Boycott Greek strawberries
THE unprecedented inhuman verdict acquitting a Greek businessman and his associates, who shot and wounded some 28 Bangladeshis last year, serves as a stark reminder that on issues of human rights even a civilised continent like Europe has much to answer for.
The shooting spree had occurred in a Greek strawberry farm last year when the owner and his cohorts took up arms as some 200 workers (mostly Bangladeshis) demanded their six months unpaid wages. Last week, over a year later, what they got was a verdict that not only denied justice but exposed the cruel and ugly face of Greek law. Our labourers worked in squalid conditions, and even without basic sanitation facilities. What baffles us is, who is the concerned authority to monitor and regulate our workers' human and working rights not only in Greece but in the whole of Europe? Well embassies and organisations are not enough.
Our message to our countrymen is: Think twice before you go to shop for strawberries imported from Greece. They are covered with the blood of our immigrant workers there. It's been a week since the verdict was announced, but where is all the hype of those global and European human rights organisations that desperately fight to establish the practice of labour compliance rules in our poorly managed garment factories? Who is there to brand the blood stained-strawberries globally like the many who shamefully brand our RMG products?
For those foreign critics who are extremely worried over the implementation of labour rules in Bangladesh, we have to tell them that they should also focus on the cruel flak that our workers are drawing working abroad. The Greek fruit industry's profit amounts to no less than a few hundred million US dollars every year, and it cannot escape one of its most notorious scandals of all time.
One of the lawyers for the victims, Moisis Karabeyidis, was upset over the verdict and so are we, and, like him, we want to see the case to be placed at the European Court of Human Rights at The Hague -- if the verdict is not reviewed by the Greek authorities.
Though part of the verdict gave two of the accused sentences of 14 years and seven years -- they were also set free pending appeals. However, what worries us is that if the defendants are found guilty, but are not put in prison until after an appeal, we wonder how many criminals don't actually wait around but disappear instead? Moreover, the farmers admitted to the shooting, particularly the owner along with his foreman, then how could they not be found guilty? We expected the Bangladeshi embassy in Greece to have acted more responsibly in taking prompt measures to ensure and collect the six-month unpaid wages of our strawberry pickers. That, too, hasn't happened. Repercussion of the Greek verdict over the shooting of our strawberry pickers is likely to set an unwelcome example for other employers abroad.

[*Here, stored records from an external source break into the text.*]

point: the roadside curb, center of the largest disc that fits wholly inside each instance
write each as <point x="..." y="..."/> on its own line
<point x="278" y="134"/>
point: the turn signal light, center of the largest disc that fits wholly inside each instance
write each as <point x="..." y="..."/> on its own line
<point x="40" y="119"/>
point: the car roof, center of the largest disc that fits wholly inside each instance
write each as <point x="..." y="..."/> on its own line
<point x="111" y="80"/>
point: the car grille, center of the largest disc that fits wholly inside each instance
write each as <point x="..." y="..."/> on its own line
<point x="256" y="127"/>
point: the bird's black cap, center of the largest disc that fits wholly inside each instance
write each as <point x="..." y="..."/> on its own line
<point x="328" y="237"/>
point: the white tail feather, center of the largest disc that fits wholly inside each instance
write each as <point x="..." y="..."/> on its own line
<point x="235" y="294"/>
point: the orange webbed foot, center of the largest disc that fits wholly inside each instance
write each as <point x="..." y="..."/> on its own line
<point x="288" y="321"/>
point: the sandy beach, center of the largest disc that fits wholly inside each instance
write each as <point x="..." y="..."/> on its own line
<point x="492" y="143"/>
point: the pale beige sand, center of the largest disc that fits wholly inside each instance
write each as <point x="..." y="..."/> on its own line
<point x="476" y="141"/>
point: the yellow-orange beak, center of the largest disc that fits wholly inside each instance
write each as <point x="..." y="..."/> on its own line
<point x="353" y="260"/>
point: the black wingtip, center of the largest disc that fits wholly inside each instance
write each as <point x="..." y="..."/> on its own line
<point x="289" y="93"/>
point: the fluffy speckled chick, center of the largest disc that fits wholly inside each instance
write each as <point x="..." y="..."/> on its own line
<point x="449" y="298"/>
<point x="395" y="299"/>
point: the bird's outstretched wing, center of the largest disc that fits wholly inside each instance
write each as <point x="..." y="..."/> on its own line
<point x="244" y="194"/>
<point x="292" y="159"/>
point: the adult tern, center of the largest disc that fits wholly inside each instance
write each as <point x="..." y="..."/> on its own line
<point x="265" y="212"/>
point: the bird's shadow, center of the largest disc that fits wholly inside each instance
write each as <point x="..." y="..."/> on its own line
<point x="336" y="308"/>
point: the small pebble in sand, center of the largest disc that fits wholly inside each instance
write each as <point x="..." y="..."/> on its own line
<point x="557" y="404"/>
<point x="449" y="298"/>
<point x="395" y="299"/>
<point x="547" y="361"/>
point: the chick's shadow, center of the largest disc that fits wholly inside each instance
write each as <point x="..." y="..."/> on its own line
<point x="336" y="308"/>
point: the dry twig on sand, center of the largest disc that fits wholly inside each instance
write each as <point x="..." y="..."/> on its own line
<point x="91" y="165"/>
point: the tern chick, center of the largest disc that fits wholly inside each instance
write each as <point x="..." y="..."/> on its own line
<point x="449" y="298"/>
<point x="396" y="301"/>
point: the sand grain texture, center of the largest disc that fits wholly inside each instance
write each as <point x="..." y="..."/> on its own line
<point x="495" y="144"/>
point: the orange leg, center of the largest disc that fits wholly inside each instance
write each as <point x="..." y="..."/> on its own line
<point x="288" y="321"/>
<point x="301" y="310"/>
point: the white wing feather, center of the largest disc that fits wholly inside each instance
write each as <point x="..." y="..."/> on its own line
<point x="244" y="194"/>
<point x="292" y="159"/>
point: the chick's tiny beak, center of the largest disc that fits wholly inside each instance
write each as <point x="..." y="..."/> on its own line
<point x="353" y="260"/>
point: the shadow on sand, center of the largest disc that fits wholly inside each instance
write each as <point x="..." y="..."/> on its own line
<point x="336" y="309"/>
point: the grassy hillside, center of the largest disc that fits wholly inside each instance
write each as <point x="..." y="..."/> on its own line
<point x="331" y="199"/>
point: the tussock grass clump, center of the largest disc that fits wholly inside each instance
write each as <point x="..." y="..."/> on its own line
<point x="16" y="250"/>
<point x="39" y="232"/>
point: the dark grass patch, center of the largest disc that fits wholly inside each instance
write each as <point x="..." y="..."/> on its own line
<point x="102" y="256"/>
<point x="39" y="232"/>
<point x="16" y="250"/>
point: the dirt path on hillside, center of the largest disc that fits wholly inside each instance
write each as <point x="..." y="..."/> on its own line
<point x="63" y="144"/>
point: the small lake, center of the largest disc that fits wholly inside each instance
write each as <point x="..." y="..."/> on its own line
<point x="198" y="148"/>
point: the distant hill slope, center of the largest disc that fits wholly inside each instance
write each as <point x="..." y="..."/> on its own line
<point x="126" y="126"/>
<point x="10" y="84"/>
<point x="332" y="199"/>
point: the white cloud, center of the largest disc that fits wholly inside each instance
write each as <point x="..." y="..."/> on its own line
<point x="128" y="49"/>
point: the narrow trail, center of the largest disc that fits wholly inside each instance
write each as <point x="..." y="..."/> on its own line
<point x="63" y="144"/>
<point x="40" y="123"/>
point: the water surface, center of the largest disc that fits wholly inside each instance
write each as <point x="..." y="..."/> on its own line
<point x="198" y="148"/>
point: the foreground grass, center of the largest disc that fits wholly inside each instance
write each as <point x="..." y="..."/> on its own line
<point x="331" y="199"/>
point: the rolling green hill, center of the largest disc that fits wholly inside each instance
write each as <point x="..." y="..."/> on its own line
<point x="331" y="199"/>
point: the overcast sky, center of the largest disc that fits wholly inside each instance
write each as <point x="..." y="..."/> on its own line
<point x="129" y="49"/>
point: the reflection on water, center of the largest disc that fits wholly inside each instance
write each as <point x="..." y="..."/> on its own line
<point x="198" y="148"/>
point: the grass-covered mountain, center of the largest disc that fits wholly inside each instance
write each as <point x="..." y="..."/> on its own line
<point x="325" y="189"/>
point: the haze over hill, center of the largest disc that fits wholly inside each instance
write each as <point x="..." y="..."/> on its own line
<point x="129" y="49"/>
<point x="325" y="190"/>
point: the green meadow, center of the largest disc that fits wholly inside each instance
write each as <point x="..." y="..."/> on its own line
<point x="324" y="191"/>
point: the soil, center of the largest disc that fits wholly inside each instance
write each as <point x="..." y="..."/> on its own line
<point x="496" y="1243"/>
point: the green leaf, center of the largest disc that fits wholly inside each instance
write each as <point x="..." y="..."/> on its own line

However, it has been reported that after the social and political outrage over the acquittal of the four farmers by the Mixed Jury Appeals Court of Patras on the strawberry case, the prosecutor of the High Court of Greece asked to intervene considering the possible annulment of last week's decision. That may or may not be true, but the high-ups of the Greek judiciary must seriously look into the matter.
As far as our message is concerned, fruit and vegetable products from South Europe, like the strawberries from Greece, are destined mainly for export to North Europe and Eastern Europe, and that's where our expat Bangladeshis should avoid buying them. In a broader picture, similar stories of abuse of our immigrant workers have been reported from Italy and Spain too, where migrant workers are over-exploited unlawfully in tomato, orange and other vegetable farms. We earnestly want our embassies to seriously investigate into these alleged reports of mistreatment. The dreadful shooting that took place in Greece's Manolada cannot be defined as an isolated incident either as such cruel treatment of Bangladeshi workers does not make the headline news. It's just difficult to believe that such outrageous act of barbarity and racism had happened, and justice -- in the land of Socrates, Plato, and Aristotle -- was denied.
The writer is Current Affairs Analyst, The Daily Star.